Voorkomen van postoperatieve misselijkheid (misselijkheid na een operatie) en braken
Volwassenen
4 mg ondansetron toegediend als eenmalige dosis via een ader of spier als langzame injectie voorafgaand aan de narcose.
Kinderen van 1 maand en ouder en jongvolwassenen (onder 18 jaar)
0,1 mg ondansetron per kg lichaamsgewicht (tot een maximum van 4 mg ondansetron) toegediend via een ader als langzame injectie voorafgaand, tijdens en na begin van de narcose.
Behandeling van postoperatieve misselijkheid (misselijkheid na een operatie) en braken
Volwassenen
Eenmalige dosis van 4 mg ondansetron toegediend via een ader als langzame injectie.
Kinderen van 1 maand en ouder en jongvolwassenen (onder 18 jaar)

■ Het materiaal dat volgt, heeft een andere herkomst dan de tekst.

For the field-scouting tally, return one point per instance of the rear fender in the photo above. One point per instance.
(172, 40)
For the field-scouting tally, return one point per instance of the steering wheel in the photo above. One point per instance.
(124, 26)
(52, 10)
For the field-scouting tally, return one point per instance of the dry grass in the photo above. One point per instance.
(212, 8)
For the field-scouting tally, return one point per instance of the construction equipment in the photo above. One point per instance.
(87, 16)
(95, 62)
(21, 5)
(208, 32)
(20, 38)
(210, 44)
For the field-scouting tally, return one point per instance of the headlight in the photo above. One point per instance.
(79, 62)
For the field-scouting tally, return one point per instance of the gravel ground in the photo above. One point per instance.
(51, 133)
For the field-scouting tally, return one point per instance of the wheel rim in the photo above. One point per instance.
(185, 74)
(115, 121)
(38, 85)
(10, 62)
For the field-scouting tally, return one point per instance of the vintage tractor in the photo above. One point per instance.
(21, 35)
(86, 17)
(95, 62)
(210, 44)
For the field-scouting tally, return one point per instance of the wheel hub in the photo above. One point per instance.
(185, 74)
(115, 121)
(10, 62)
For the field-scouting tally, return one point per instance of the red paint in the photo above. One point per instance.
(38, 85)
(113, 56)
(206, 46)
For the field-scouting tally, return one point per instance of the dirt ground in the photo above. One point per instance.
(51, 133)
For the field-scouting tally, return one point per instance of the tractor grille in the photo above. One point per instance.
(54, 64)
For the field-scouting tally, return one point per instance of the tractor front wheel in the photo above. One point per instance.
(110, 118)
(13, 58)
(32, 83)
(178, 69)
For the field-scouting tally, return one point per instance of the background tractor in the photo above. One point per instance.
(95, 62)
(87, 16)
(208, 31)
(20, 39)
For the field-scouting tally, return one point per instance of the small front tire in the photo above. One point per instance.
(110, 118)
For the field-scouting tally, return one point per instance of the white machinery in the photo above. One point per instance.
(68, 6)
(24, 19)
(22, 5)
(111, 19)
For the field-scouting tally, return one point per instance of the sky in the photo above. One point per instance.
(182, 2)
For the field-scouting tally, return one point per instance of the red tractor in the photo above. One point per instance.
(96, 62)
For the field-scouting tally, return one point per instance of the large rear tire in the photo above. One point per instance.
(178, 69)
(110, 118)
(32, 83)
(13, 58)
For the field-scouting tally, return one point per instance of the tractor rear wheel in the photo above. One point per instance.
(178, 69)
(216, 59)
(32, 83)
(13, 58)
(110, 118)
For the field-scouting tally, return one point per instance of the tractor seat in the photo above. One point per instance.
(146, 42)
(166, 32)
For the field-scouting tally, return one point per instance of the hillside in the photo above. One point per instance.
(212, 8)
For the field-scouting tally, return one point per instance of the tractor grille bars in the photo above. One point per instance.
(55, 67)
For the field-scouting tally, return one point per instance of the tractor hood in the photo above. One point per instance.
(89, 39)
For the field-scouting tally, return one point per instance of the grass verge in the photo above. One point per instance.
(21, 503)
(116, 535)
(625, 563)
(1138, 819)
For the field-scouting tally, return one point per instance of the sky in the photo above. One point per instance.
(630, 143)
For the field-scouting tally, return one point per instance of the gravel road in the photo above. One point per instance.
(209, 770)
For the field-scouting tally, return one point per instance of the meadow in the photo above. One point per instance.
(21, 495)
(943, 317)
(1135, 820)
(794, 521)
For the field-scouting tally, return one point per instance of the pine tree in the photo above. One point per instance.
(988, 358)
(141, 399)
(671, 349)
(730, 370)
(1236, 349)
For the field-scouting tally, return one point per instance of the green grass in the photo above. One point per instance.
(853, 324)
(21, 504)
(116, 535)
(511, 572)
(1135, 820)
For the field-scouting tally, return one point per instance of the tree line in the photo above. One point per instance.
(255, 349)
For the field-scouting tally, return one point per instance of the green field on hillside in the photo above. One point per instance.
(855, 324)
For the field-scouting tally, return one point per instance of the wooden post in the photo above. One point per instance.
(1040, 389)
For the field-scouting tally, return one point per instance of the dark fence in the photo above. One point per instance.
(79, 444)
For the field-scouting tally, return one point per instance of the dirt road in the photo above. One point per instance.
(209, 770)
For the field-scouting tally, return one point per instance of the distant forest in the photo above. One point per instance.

0,1 mg ondansetron per kg lichaamsgewicht (tot een maximum van 4 mg ondansetron) toegediend via een ader als langzame injectie
Gerenvooieerde versie
ONDANSETRON RATIOPHARM 4MG2ML oplossing voor injectie
Speciale patiëntengroepen
Patiënten met een verminderde werking van de nieren
De dosering hoeft niet te worden aangepast.
Patiënten met een verminderde werking van de lever
Bij patiënten met een matig tot ernstig verminderde werking van de lever, mag de totale dagelijkse dosering van 8 mg ondansetron niet worden overschreden.
Patiënten met een specifieke leverafwijking (zwakke sparteïne/debrisoquine-stofwisseling)
In studies met gezonde vrijwilligers zijn er geen veranderingen in de halfwaardetijd gerapporteerd voor mensen met een zwakke sparteïne/debrisoquine-stofwisseling. Daarom wordt verwacht dat na herhaalde dosering het niveau van deze stoffen bij deze patiënten niet zal verschillen van gewone patiënten.
Wijze van gebruik en duur van de behandeling
Voor intraveneuze injectie of intraveneuze infusie na verdunning.
De duur van behandeling wordt door uw arts bepaald.
In geval u bemerkt dat Ondansetron ratiopharm te sterk of juist te weinig werkt, raadpleeg dan uw arts.
Wanneer u te veel Ondansetron ratiopharm heeft gekregen, neem dan onmiddellijk contact op met uw arts of apotheker.
Bij een beperkt aantal patiënten zijn de volgende verschijnselen van overdosering gemeld: stoornissen bij het zien, ernstige verstopping (obstipatie), verlaagde bloeddruk en voorbijgaande stoornis in de geleiding van het hart leidend tot hartritmestoornissen. In alle gevallen verdwijnen de symptomen volledig.
Ondansetron verlengt het QT interval op een dosis afhankelijke manier. ECG observatie wordt aanbevolen in het geval van overdosering.
Er is geen speciaal antidotum (tegengif) tegen ondansetron. Daarom moeten in alle gevallen van vermoedelijke overdosering geschikte symptomatische behandelingen en ondersteunende maatregelen worden ingesteld.
U mag geen dubbele dosis krijgen. De behandeling moet worden voortgezet zoals bepaald door uw arts.